Address
- 221 East Hortt Street Fredonia, Arizona, 86022 United States

District information
- Type: Public
- Grades: PreK–12
- NCES District ID: 0403080

Students and staff
- Students: 187
- Teachers: 14.68 (FTE)
- Staff: 17.99 (FTE)
- Student–teacher ratio: 12.74

Other information
- Website: fredonia.org

= Fredonia-Moccasin Unified School District =

School district in Arizona, United States

Fredonia-Moccasin Unified School District is a school district headquartered in Fredonia, Arizona, United States.

==History==
It was founded via the merger of Fredonia Elementary School District (officially known as School District No. 6, Coconino County), Fredonia High School District (officially known as Union High School District No. 6, Coconino County), Moccasin School District (officially known as School District No. 10, Mohave County), and Cane Beds School District in May 1974 as the state's first, and to date only ever, school district to cross county lines.

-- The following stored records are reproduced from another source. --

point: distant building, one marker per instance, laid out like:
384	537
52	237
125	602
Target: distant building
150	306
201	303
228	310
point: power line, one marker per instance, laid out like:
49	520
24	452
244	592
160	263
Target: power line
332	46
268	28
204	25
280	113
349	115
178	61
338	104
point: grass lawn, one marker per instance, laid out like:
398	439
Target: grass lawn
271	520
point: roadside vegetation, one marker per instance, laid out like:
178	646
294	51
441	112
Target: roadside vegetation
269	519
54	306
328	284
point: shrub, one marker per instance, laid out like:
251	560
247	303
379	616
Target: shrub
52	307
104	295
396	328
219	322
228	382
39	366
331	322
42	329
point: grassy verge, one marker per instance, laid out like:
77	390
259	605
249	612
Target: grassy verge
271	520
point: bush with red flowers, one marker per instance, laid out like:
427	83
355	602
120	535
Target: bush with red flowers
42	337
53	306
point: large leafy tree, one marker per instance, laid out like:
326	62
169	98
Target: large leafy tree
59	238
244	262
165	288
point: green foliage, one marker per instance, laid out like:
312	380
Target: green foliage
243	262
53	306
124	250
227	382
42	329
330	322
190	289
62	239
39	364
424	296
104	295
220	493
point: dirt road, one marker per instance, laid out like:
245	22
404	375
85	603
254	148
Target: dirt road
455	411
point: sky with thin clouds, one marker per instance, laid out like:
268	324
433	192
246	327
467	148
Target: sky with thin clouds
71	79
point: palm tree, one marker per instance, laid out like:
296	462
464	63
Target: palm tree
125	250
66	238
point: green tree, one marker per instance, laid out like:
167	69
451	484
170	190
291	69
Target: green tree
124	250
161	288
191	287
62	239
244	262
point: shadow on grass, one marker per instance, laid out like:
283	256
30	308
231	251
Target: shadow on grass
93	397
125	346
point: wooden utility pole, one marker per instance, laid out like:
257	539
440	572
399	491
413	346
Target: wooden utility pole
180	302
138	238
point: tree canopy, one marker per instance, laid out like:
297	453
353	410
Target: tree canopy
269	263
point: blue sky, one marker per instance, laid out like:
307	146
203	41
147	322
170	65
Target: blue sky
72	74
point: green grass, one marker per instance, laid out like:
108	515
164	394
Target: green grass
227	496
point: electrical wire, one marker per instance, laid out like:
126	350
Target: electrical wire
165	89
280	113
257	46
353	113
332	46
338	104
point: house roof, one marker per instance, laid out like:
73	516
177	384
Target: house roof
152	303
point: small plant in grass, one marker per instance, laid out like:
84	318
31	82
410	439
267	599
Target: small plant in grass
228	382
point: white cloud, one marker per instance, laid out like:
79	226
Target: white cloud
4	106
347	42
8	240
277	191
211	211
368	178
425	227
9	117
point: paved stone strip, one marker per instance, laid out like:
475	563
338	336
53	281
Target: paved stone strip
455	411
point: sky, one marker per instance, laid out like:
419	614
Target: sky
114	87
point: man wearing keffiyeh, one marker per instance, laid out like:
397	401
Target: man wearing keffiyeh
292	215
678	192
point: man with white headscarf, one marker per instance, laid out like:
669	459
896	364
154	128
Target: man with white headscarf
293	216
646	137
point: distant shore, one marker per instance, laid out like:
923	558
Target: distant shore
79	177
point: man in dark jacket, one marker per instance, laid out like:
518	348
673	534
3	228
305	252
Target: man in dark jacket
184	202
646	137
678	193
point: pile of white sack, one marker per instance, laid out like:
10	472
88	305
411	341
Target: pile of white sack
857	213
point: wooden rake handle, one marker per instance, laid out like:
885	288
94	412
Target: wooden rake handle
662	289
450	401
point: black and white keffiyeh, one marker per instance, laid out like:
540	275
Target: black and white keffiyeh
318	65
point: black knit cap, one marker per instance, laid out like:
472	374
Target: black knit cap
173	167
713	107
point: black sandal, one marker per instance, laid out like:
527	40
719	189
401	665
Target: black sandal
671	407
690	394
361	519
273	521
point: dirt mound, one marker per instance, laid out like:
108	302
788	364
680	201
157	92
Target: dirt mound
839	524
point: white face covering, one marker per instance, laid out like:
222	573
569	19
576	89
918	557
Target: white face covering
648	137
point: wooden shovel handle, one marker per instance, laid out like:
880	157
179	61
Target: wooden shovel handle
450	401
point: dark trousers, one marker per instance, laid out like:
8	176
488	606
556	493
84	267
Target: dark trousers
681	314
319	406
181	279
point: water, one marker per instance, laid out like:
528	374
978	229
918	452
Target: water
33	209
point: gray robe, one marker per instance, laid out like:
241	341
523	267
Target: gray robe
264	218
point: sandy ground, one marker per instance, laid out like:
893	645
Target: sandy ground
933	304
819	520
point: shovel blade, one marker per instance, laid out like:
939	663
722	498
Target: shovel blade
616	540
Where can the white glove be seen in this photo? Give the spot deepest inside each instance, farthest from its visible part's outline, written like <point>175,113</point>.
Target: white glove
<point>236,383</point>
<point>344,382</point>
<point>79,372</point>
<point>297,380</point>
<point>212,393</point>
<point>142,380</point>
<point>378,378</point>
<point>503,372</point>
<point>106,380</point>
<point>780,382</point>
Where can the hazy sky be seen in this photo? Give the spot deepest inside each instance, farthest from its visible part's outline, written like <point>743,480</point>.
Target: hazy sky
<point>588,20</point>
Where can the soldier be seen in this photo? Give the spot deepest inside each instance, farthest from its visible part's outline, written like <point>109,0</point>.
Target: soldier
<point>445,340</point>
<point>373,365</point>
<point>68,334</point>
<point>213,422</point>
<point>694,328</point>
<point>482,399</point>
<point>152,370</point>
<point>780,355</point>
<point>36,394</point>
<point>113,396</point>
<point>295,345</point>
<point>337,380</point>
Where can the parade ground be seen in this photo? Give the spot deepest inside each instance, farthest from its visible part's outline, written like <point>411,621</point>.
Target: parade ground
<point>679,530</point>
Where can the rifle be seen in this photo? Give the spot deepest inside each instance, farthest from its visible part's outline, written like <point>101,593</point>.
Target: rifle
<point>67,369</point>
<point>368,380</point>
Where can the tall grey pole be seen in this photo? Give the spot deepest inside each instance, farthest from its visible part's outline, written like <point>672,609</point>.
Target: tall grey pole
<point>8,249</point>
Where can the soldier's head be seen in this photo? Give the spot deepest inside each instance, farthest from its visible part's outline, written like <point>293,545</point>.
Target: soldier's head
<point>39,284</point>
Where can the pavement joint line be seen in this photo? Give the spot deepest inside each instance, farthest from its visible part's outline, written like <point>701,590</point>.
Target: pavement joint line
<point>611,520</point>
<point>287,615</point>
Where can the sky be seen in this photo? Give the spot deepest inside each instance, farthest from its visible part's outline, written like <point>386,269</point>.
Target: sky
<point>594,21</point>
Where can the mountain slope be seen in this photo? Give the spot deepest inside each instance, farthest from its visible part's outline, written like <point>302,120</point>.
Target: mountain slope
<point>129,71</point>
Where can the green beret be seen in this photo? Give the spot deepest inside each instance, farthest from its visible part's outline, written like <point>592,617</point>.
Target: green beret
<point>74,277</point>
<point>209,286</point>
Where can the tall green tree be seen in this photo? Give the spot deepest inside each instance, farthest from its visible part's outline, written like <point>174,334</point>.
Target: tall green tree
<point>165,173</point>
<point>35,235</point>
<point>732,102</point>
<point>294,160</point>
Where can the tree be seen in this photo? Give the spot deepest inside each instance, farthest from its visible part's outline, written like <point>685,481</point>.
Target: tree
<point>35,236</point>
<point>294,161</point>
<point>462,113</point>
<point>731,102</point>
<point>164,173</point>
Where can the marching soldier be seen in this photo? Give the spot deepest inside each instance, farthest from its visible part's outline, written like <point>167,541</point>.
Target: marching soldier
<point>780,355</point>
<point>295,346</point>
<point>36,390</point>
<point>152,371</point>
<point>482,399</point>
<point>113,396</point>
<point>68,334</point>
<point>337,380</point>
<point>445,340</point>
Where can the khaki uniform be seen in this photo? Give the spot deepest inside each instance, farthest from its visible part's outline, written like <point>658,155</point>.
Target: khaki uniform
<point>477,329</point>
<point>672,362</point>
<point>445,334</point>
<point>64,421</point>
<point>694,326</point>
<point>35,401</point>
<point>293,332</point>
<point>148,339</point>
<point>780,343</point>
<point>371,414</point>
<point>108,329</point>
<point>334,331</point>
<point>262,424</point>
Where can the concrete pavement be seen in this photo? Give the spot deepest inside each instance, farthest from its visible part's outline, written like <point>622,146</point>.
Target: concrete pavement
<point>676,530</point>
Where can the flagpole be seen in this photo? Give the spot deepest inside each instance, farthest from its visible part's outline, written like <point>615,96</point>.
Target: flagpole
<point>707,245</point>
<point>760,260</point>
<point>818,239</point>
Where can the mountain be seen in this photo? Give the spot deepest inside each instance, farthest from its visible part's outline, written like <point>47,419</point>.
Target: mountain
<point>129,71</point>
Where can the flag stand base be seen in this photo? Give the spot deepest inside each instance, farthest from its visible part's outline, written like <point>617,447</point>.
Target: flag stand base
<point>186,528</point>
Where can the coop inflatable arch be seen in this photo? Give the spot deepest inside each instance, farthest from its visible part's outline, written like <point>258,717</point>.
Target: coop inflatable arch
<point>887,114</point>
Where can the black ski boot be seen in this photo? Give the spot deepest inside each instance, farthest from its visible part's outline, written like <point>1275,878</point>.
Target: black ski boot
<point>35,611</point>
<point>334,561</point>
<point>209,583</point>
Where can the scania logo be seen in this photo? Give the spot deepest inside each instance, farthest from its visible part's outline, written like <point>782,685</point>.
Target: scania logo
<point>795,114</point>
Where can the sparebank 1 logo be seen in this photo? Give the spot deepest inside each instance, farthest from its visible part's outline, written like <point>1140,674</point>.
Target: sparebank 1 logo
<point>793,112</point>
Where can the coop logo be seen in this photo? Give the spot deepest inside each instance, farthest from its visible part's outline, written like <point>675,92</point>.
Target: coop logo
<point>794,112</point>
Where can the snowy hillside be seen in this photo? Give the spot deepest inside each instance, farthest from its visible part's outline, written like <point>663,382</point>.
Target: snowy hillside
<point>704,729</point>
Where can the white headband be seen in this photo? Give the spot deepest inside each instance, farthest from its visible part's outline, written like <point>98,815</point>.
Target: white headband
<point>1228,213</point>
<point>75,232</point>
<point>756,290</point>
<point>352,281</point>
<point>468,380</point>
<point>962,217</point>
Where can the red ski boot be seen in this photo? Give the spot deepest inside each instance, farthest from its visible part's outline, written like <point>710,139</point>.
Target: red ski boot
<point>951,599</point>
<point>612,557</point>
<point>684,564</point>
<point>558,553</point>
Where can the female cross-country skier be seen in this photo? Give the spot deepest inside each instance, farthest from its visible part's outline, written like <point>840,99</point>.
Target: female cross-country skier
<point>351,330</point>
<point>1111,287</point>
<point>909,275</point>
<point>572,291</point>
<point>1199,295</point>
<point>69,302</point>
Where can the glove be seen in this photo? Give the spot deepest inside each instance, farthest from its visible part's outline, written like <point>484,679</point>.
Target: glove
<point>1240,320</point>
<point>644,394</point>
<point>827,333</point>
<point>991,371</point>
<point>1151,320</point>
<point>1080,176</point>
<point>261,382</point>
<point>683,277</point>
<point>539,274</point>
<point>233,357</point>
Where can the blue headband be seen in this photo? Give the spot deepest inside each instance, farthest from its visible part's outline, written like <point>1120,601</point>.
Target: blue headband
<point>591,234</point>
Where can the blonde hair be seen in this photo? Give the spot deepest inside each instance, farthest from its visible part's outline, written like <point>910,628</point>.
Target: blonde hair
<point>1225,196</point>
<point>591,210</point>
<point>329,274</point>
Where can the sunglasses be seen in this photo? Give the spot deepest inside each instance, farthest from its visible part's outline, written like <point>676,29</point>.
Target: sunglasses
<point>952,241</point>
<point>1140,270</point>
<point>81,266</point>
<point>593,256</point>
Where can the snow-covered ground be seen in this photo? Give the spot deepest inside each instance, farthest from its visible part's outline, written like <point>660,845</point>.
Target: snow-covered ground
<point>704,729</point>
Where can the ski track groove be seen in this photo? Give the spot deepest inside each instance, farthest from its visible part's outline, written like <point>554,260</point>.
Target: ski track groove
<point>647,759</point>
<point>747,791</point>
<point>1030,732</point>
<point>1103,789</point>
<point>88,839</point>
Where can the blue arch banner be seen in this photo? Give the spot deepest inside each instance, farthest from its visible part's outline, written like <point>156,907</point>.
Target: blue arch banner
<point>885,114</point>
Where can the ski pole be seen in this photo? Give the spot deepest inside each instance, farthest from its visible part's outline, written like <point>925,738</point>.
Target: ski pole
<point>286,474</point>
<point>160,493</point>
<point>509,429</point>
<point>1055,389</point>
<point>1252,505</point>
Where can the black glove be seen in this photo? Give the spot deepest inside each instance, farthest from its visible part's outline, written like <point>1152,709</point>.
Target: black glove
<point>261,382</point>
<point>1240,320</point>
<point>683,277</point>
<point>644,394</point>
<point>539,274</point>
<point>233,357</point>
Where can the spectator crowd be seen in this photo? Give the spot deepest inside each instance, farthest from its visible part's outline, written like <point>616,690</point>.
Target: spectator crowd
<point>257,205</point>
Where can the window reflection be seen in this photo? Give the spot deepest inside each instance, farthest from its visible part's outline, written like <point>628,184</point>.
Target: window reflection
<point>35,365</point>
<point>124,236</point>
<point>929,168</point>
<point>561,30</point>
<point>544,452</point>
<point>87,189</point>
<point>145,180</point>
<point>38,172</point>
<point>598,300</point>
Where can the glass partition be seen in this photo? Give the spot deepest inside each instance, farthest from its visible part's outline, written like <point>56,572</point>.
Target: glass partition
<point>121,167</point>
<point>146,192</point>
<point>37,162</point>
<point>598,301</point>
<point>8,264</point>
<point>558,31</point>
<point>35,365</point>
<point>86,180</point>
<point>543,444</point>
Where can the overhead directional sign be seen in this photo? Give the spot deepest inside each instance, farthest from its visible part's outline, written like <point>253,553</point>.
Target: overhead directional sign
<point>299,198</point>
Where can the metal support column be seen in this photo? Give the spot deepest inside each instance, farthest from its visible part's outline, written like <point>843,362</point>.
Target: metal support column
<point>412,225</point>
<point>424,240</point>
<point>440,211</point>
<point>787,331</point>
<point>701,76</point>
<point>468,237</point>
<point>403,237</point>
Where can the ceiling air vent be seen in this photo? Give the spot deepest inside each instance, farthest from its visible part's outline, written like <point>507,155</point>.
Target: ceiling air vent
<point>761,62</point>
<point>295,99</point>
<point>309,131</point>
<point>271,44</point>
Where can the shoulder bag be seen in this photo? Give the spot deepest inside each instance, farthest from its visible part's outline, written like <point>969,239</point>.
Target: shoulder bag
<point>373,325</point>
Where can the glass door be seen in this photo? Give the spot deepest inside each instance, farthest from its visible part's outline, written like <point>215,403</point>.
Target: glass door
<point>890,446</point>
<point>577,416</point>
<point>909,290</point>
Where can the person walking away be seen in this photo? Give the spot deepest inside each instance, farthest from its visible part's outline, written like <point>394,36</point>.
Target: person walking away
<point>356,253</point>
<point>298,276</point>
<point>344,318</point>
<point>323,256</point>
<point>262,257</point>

Coconino County was chosen as the district's county of jurisdiction since most area and people are in Coconino County.

==Schools==
The schools operated by the district include Fredonia Elementary/Middle School and Fredonia High School; both are in Fredonia.

==Attendance boundary==
Within Coconino County it serves, in addition to Fredonia: Greenehaven and sections of Page. A small section of Grand Canyon Village coincides with the district. The district also serves sections of Mohave County. There it serves sections of the Kaibab Reservation, including Kaibab and Moccasin. It also serves most of Cane Beds.

The district serves Fredonia and unincorporated Coconino County communities close to the Grand Canyon National Park, such as the Kaibab Indian Reservation.